Switching to green energy default can have a lasting effect

Electricity providers have a simple way of encouraging households and companies to procure power from sustainable sources. This can help lower CO2 emissions.

Private households, but also self-​employed people and SMEs, are more likely to procure sustainably produced electricity if that is their provider’s default offer, an effect researchers at ETH Zurich and the University of Warwick have now managed to clearly demonstrate.

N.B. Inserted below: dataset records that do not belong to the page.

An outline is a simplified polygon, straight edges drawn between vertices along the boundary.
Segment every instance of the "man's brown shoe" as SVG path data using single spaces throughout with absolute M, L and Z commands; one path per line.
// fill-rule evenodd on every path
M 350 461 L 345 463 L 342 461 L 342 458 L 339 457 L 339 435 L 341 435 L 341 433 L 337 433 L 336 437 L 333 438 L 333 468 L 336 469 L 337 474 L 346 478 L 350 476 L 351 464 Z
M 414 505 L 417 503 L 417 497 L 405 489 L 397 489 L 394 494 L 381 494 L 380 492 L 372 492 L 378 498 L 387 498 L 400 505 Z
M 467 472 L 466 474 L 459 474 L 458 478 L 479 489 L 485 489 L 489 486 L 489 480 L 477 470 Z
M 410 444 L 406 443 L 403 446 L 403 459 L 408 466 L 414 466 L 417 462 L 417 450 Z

The scientists conclude this from an analysis of data from two Swiss electricity suppliers – one large and one medium-​sized. This analysis was possible because these electricity companies changed their default offer a few years ago. Prior to this change, they supplied their customers with a conventional electric mix as standard. Anyone wanting power from renewable sources could order it at an extra charge. Following the change, this was the other way around: “green” electricity became the default and anyone wanting cheaper, conventional electricity had to explicitly ask their power company to supply it.

Lasting effect

Overall, the default effect increased demand for green electricity in private households by over 80 percent, even though it was 3.6 percent more expensive than conventional electricity during the day and 8.3 percent more expensive during the night.

“It’s worth noting that even five years after the change, some 80 percent of the households are still sticking with green electricity,” says Jennifer Gewinner, a researcher and co-​author of the study.

A similar effect was noted for business customers, despite the extra cost for green energy being even higher.

No increase in consumption

The researchers also examined whether or not purchasing green electricity led to higher consumption. It was conceivable that customers might take the perspective that “because my electricity comes from a responsible source, I don’t have to worry about consuming more of it” to give themselves a kind of “moral licence.”

However, the researchers were unable to discern such an effect in relation to green electricity. Households supplied with green electricity did not consume significantly more power than those supplied with a conventional mix.